If your wife tells you she loves you, if you value your features, I’d suggest you don’t respond to her declaration with, ‘how much do I need to love you in return?’ As far as love for your wife goes, most questions beginning with ‘how much do I need to…’ will not end well. And, let’s be honest, rightly so.
There are certain relationships where ‘how much’ is a perfectly valid question, of course. The relationship I have with every shopkeeper I try to engage in business pretty much starts and ends with that question. ‘How much does it cost?’ is about the only valid question in that scenario. But then, neither me nor any local shopkeepers are claiming to love one another. It is a mere business transaction and literally nothing more.

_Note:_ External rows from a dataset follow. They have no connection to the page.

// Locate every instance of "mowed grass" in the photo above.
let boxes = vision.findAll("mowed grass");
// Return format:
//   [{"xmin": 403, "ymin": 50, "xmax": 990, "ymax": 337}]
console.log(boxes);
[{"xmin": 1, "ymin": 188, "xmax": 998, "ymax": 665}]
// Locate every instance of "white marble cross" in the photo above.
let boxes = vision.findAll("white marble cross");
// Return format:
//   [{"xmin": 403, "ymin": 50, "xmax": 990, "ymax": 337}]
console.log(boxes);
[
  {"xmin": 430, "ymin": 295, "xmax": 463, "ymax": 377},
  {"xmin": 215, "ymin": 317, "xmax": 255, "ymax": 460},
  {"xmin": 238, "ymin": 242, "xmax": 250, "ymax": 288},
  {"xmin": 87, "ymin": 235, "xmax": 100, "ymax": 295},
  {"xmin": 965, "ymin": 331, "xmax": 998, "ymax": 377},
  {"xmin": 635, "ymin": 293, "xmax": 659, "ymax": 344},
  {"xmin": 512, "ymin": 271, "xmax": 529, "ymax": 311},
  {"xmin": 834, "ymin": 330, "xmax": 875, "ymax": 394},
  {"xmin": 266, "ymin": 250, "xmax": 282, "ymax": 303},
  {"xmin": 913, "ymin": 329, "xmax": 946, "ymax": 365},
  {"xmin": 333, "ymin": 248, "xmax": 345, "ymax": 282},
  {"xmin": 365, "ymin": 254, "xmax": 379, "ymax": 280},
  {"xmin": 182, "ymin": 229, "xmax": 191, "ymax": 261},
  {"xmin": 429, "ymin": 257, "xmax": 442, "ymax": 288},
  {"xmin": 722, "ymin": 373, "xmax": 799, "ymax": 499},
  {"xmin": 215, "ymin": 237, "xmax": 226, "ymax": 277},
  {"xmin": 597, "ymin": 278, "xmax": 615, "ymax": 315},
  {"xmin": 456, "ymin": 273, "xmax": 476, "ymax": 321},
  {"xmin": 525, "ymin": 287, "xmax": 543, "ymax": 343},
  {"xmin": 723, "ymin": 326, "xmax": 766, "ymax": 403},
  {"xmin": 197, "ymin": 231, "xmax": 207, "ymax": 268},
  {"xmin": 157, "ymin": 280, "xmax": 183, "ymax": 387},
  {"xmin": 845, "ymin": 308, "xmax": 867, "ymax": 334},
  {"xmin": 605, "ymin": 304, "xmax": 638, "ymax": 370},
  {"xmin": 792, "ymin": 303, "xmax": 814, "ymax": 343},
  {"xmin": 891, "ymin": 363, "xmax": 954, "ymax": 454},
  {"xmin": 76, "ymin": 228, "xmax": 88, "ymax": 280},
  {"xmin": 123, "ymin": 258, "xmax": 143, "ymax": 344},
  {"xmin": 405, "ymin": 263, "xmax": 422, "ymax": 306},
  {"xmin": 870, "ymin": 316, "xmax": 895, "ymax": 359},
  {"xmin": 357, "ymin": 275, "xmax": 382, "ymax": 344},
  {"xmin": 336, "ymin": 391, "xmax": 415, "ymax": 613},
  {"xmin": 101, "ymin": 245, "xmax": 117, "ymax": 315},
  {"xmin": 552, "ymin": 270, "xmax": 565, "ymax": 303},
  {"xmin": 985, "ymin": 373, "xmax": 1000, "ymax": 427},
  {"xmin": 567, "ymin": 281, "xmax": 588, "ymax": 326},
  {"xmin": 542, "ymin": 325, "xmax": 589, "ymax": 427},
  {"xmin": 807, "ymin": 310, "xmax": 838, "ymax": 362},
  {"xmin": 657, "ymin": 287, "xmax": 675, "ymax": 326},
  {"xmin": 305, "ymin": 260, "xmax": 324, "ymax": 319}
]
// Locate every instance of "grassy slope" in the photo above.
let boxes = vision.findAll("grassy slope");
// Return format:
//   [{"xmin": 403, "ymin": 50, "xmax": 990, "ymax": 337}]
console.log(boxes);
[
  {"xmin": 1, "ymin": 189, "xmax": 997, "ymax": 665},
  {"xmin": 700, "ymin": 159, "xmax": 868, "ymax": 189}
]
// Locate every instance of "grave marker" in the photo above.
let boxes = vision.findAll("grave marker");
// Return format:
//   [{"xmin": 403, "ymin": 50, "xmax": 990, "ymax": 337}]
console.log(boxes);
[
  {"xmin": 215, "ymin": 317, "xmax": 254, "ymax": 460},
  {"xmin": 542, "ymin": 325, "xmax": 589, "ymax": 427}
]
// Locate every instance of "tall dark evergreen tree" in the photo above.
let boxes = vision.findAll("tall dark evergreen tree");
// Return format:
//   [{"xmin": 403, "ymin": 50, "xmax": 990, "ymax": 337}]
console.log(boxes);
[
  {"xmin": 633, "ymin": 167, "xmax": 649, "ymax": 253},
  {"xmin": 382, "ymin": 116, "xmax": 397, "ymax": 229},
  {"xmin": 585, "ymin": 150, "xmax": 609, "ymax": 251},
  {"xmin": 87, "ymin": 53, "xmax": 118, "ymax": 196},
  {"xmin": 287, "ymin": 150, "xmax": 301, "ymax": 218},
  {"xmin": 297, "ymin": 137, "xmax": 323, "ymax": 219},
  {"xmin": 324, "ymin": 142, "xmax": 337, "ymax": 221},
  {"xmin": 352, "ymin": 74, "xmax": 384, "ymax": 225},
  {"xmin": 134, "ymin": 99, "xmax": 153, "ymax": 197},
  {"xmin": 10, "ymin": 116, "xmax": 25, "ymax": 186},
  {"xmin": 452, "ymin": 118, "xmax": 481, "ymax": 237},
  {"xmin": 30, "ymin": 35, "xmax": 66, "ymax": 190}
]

Which of these scenarios, do you think, more closely represents your relationship with Christ? Which, do you think, more closely mirrors your relationship to the local church? I am sure few of us would seriously argue for the latter. Jesus calls the church the apple of his eye and his bride. There is no doubt that Jesus is saying, ‘I love you’. If we wouldn’t ask our wife, ‘and exactly how much affection, and how much evidence of me loving you, will suffice, y’know, to have done my duty?’ I’m not sure what makes any of us think that is an appropriate thing to say to the Lord.
And John leaves us in no doubt about our view of the church either:
If anyone says, “I love God,” yet hates his brother, he is a liar. For anyone who does not love his brother, whom he has seen, cannot love God, whom he has not seen. And he has given us this command: Whoever loves God must also love his brother.
1 John 4:20-21
If Jesus says ‘I love you’, the church no less says the same. If we say we love Jesus, if we begin by asking ‘and exactly how much do I need to love the church in order to please him?’ we’re surely asking the wrong question.
Jesus is not interested in a couple of hours on a Sunday. He doesn’t want part of your salary. He wants you. And of course, if he truly has all of you – if you love him with all your heart, soul, strength and mind – it will affect your bank balance, your time, your service and everything you are inclined to do. But, if you are quick to say, ‘and how much of that does Jesus want to be fine with me?’ we have hardly devoted our entire selves to him. We are, in effect, asking what is the least amount I have to do to get what I need from him. Which isn’t far off essentially treating Jesus like some sort of prostitute, who just needs paying – preferably as little as possible – to get what we want. And it is hard to think of a more disrespectful way to treat Christ than that.
If we are asking ‘how much prayer do I need to do?’ or ‘how much evangelism do I need to do?; or ‘how much do I have to serve?’ we are asking the wrong question. We are responding to a declaration of love with a statement that we are entering into some sort of contractual obligation. Jesus is not into quid pro quo. He wants your whole self – any less will simply not do.
Instead of reaching for ‘how much…’ questions, we are better asking, ‘what does Jesus deserve from me?’ We should take the focus off what we will do for Jesus, as though we are paying him back, and instead ask ourselves what Jesus deserves from us. Again, any answer that falls short of our whole selves is simply wrong.
If you love your wife, and you love your children, you know full well what you will do for them. You don’t ask what the minimum is that you can do in order for them to keep loving you. If you really love them, that question simply isn’t in your mind. The Lord Jesus surely deserves better.